Evolution is a Game of Economics
To think about this on a more abstract level, one has to remember that a beneficial trait has to have a cost/benefit analysis (by means of natural selection). Thinking about humans, the reason we do not have supercomputer brains is because it would not be economical on in an evolutionary sense. We would require bigger heads to fit bigger brains which a) would be more difficult to fit through the birth canal, b) would require more neck strength and skull protection (more ‘recourses’ would need to go towards making the bones and muscles in the head and neck stronger) and c) the brains we have are already energy black holes (just our brain uses about 20%~ of the total energy we consume).
So, essentially, natural selection has to do the equation:
[Beneficial trait] – [Cost in resources] = [Total overall benefit]
If the energy cost of having a larger brain outweighed the benefit of having a larger brain, it would make the trait ultimately less beneficial; the person with the smaller brain would actually survive better if, perhaps, there was a food shortage. The person with the large brain would require a lot more food to support the energy needs of the larger brain and the nutrients required for the stronger skull and neck muscles/bones. The selection pressure of a food shortage, or a disease (which would be taxing on the bodies energy), or one had to escape other dangers (being faster or stronger also requires energy), and the limiting factor of the birth canal size all prevent larger brains from becoming a predominant trait.
This can apply to other organisms, as well.

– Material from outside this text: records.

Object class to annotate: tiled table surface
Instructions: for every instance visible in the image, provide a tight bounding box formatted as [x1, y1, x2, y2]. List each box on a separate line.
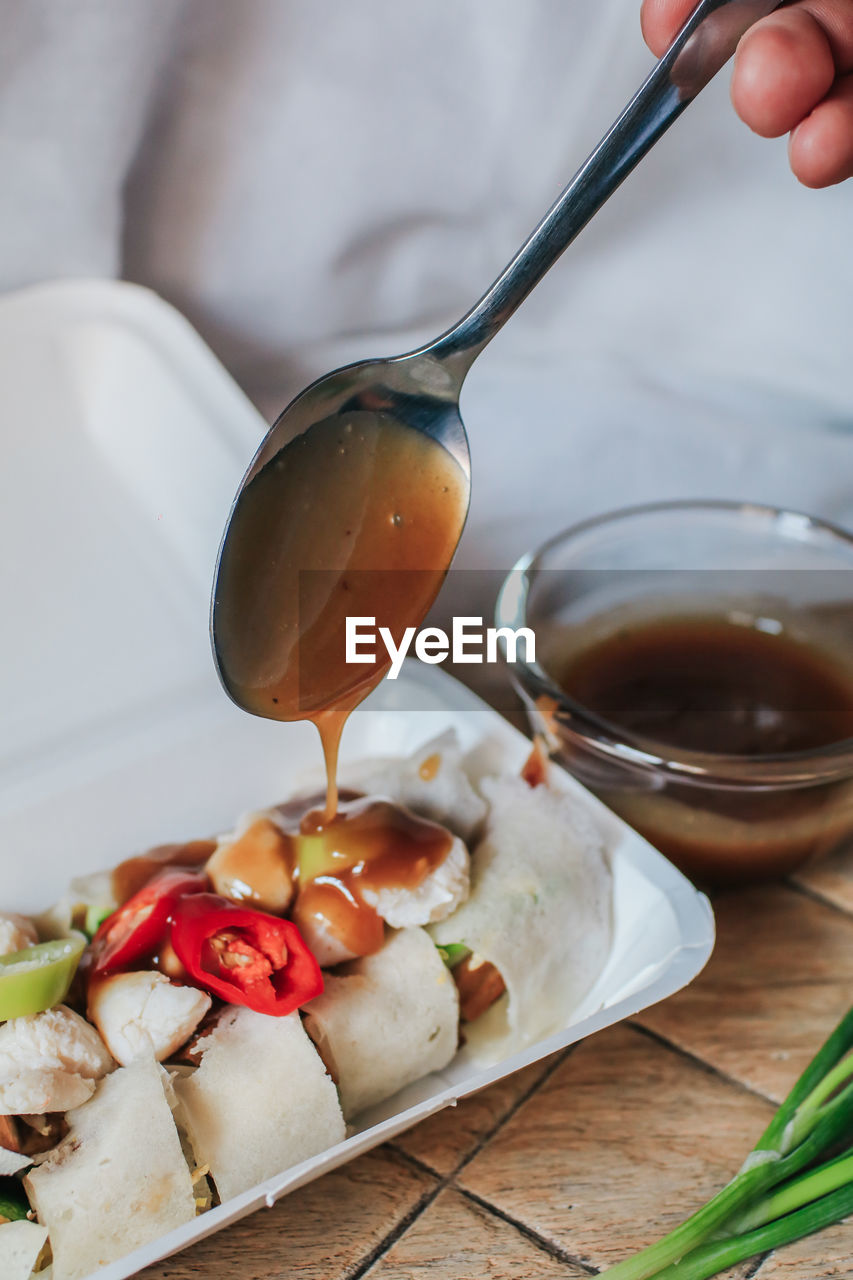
[141, 686, 853, 1280]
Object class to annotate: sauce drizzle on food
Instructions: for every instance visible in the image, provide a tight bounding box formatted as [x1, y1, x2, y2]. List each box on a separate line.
[288, 796, 455, 958]
[112, 841, 216, 906]
[418, 752, 442, 782]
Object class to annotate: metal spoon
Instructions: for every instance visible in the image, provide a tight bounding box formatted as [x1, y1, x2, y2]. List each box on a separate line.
[212, 0, 781, 724]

Elephants do not become perpetually larger, even though their size make them better able to survive predation from lions. The increase in size would come with an increased need for food as well as oxygen.

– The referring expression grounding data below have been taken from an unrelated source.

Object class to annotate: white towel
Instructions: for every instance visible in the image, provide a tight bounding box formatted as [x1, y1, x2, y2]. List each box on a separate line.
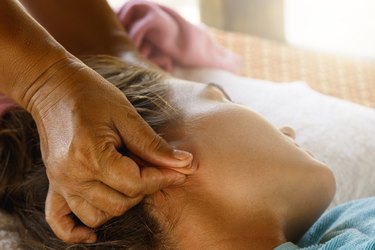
[173, 67, 375, 207]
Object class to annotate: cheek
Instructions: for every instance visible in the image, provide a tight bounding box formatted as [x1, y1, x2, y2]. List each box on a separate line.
[191, 130, 324, 201]
[180, 107, 332, 205]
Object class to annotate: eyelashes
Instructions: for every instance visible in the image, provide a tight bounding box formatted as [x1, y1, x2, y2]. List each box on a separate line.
[207, 82, 233, 102]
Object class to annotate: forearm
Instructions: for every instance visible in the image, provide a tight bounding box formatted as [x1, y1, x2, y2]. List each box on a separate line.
[19, 0, 136, 57]
[0, 0, 70, 108]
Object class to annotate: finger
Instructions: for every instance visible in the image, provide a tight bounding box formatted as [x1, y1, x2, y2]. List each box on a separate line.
[114, 111, 193, 168]
[130, 151, 198, 175]
[100, 153, 145, 198]
[66, 195, 113, 229]
[130, 152, 196, 192]
[141, 166, 188, 195]
[83, 181, 143, 217]
[45, 188, 97, 244]
[101, 153, 187, 197]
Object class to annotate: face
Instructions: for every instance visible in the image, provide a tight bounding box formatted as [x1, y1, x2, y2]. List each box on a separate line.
[154, 78, 336, 247]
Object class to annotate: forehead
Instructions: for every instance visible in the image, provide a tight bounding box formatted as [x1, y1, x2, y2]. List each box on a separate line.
[166, 78, 229, 115]
[167, 78, 207, 99]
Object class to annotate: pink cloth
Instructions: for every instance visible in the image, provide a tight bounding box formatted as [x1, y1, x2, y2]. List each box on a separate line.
[0, 1, 243, 117]
[0, 94, 18, 118]
[117, 0, 242, 74]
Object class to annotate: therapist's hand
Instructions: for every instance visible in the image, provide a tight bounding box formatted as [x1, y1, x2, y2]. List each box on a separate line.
[0, 0, 193, 244]
[31, 57, 193, 244]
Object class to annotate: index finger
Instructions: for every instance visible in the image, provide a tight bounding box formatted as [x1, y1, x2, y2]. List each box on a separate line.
[140, 166, 187, 195]
[99, 151, 187, 199]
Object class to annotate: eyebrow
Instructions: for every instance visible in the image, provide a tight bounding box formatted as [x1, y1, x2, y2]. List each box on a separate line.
[207, 82, 233, 102]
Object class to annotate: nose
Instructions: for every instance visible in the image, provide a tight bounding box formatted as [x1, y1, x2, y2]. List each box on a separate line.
[280, 126, 296, 139]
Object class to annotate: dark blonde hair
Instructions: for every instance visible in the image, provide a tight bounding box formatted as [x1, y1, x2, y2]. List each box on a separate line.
[0, 55, 178, 249]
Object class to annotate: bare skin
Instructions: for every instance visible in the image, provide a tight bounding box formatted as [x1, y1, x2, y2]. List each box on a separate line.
[0, 0, 194, 244]
[18, 0, 148, 65]
[149, 79, 336, 249]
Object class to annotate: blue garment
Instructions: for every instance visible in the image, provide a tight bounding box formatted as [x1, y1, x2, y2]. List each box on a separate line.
[275, 197, 375, 250]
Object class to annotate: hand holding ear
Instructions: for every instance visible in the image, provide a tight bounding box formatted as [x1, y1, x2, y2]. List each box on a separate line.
[30, 58, 194, 243]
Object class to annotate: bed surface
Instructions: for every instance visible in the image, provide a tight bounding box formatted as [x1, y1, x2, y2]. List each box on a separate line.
[212, 28, 375, 108]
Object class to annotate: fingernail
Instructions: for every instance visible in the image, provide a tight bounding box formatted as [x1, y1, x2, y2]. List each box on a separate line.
[173, 149, 192, 161]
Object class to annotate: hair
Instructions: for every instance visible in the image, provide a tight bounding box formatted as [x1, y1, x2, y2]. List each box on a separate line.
[0, 55, 179, 250]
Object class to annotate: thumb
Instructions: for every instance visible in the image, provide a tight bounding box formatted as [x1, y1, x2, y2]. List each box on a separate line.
[115, 110, 193, 169]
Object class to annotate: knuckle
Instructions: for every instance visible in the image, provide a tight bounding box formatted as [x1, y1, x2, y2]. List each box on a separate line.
[44, 215, 74, 243]
[44, 210, 54, 226]
[111, 198, 142, 217]
[142, 168, 165, 193]
[57, 231, 75, 244]
[125, 184, 143, 198]
[110, 202, 129, 217]
[96, 144, 122, 177]
[148, 135, 164, 153]
[85, 214, 106, 228]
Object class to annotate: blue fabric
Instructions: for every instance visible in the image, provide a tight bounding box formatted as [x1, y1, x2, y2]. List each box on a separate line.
[274, 197, 375, 250]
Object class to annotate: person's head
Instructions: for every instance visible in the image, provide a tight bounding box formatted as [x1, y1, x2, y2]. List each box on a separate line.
[0, 55, 336, 249]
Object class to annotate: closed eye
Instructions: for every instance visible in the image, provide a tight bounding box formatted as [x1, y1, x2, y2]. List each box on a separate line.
[207, 82, 233, 102]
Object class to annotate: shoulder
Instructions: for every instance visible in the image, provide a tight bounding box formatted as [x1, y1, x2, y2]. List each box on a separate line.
[301, 197, 375, 248]
[276, 197, 375, 250]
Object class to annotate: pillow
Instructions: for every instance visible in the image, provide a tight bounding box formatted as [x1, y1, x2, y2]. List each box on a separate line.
[173, 67, 375, 207]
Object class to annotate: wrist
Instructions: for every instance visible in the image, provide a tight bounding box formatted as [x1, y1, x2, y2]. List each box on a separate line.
[8, 48, 90, 126]
[5, 48, 73, 110]
[0, 0, 74, 108]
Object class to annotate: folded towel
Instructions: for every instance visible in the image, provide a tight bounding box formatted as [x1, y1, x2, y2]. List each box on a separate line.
[117, 0, 242, 73]
[276, 197, 375, 249]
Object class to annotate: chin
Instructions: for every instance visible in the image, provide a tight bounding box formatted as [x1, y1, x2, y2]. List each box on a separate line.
[307, 160, 337, 212]
[313, 162, 337, 212]
[323, 166, 337, 206]
[290, 165, 336, 242]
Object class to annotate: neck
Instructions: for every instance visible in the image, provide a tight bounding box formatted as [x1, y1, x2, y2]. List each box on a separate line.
[283, 201, 326, 242]
[175, 205, 287, 250]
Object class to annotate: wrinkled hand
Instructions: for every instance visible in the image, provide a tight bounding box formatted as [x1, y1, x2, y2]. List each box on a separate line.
[30, 58, 193, 243]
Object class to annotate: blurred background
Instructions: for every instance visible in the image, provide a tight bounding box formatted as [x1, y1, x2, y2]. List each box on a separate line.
[109, 0, 375, 61]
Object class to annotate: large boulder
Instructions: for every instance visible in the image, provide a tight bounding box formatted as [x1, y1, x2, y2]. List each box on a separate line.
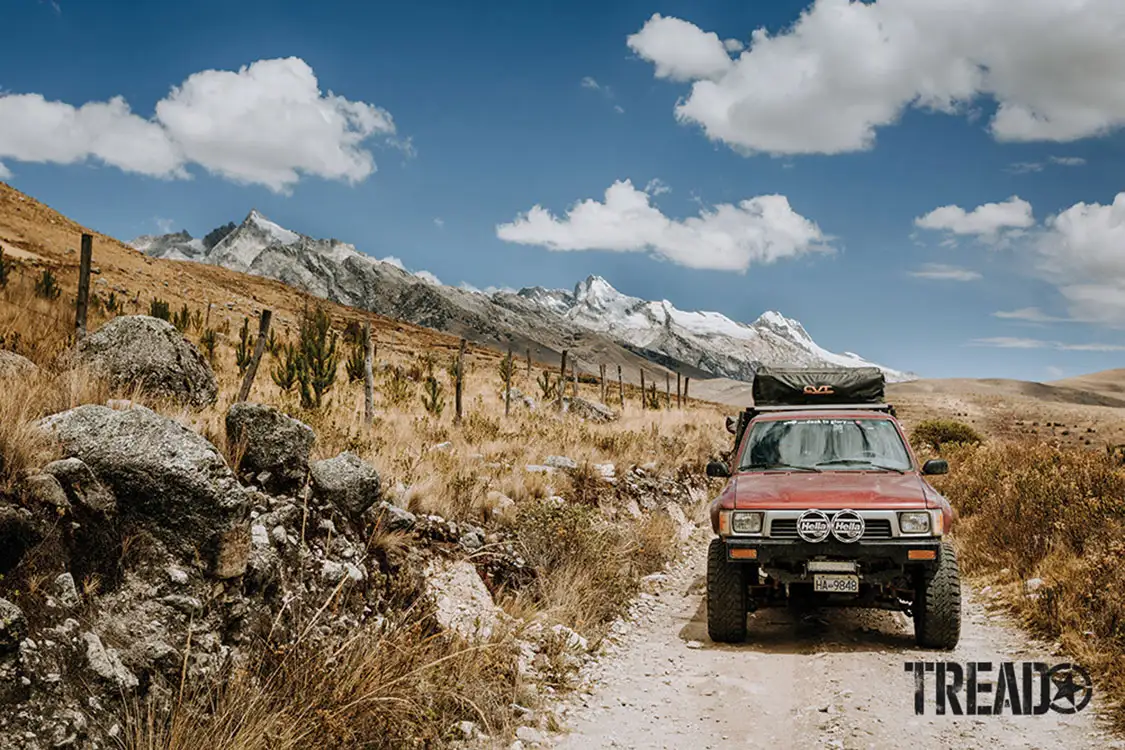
[562, 396, 618, 423]
[40, 404, 249, 573]
[0, 351, 38, 379]
[73, 316, 218, 407]
[225, 402, 315, 492]
[309, 452, 381, 517]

In short, natural selection makes sure that organisms stay at a tenuous ‘balance’ by forcing populations to continually adapt to selection pressures, while at the same time remaining efficient.
Evolution Is A “Messy” Process
One aspect of evolution, which I just want to mention is that evolution can only “work with” what is already there. This is why we have vestigial organs (wisdom teeth, tail bone, etc) and suboptimal traits. Suboptimal traits are the reason humans get bad backs and knees – humans only recently (in evolutionary time) evolved to be bipedal, and we had to evolve this from being quadrupedal. A suboptimal trait is also why we can swallow water down our wind pipe, because the way our esophagus and trachea are arranged is not optimal.
As can be seen, the Esophagus and Trachea are ‘criss-crossed’ when it comes to breathing through the nose. Evolution “built” (for lack of a better word) the trachea this way when fish first began evolving what would later become lungs. Then later, noses evolved on top of that. In evolution, things are simply “built” on top of each other.
Concluding Remarks
That the diversity of life on planet earth came about as a result of evolution by natural selection is a fact. As we’ll see in part 2, the evidence for this is overwhelming. And, as we’ll see in part 3, biologists are not concerned with “proving” the truth of evolution. They have moved on to bigger things in the realm of evolutionary theory such as mechanisms, processes, occurrences, interpretations, explanations, mathematical rigor, and other higher concepts. What I’ve described in this post is the simple, elegant process by which evolution by natural selection proceeds. Within the scientific community, little if anything in this post would be considered controversial.